R100+rand+mandela+randelas+randsThe rand has dipped below R16 to the US dollar for the first time since 6 January on several drivers, including an aggressive interest rate hike on Thursday and surprisingly positive trade data on Friday.

“The definite drivers for the ZAR strength against the US dollar were the rate hike, month end sellers, nervous dollar longs that had to close out and some fantastic trade balance data,” Adam Phillips of Umkhulu Consulting told Fin24 on Sunday.

The rand firmed to R15.89/$ in overnight trade in New York on Friday, a far cry from the R17.99 reached on 11 January.

South Africa’s trade surplus widened to a surprise R8.22bn in December from R683m in November. The expectation was for a surplus of R1.8bn.

Phillips said economists will argue that SA always has a good trade balance in December, but anything in the positive territory shows SA is benefiting. “A positive number coupled with lower government borrowings would certainly help the ZAR in 2017 and beyond.”

Phillips reckons the trade balance enabled the local unit to carry on strengthening in New York, “along with a buoyant end to the week on Wall Street that saw a 2.47% gain. The US GDP numbers were broadly in line and oil seems to be steadying above the psychological $30 a barrel”.

“I had a short term move down to 16.00 with some consolidation, so I do think importers will come in tomorrow bargain hunting from levels more akin to the end of last year. I think some thin US volume may have pushed it down too much,” he said.

Phillips, an independent treasury specialist to corporates, said from here, all eyes and ears will be on Finance Minister Pravin Gordhan’s budget speech on 24 February.

“The rating agencies will have been pleased by the hike, but now it is the structural side they will look at. Will Gordhan blow his own trumpet on that day? If we do see the ZAR continue to trade below 16.00 in the near future it will be because the currency has been oversold, steady oil and commodity prices and equity markets continuing to rebound.

“If we continue to see better trade balance data this will also help the ZAR. The rate hike had the desired affect, but I would caution about seeing the ZAR continuing to fly.”

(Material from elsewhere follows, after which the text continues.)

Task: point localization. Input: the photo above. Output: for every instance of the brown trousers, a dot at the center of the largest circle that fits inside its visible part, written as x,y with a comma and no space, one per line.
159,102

Forgetting #Nenegate, Phillips said “we would still be lower now due to international events alone, from the close on 31 December”.

The rand took a beating following the announcement on 9 December by President Jacob Zuma that he had replaced Nhlanhla Nene with unknown ANC MP David van Rooyen, only to replace him three days later with Nene’s former boss Gordhan. Gordhan brought some stability to the currency market, but external factors like growth worries in China, the commodities price slump and dollar strength kept the rand in check. On 20 January the currency was still trading at R16.89/$.

Phillips said picking a level for importers is going to be difficult, while these are still good rates for exporters. “With that in mind it is the latter that we need to watch, along with any news from rating agencies. The chances of such volatility until late February seem to be a great deal smaller then we started January in such a panic.

“I doubt we will see a nervous Japanese seller tonight trying to buy USD, after seeing their own rates pushed into negative territory. The move in the ZAR is a relief, but I would caution against thinking that the ZAR can continue to strengthen in double cent moves like 2001. It is very different now.”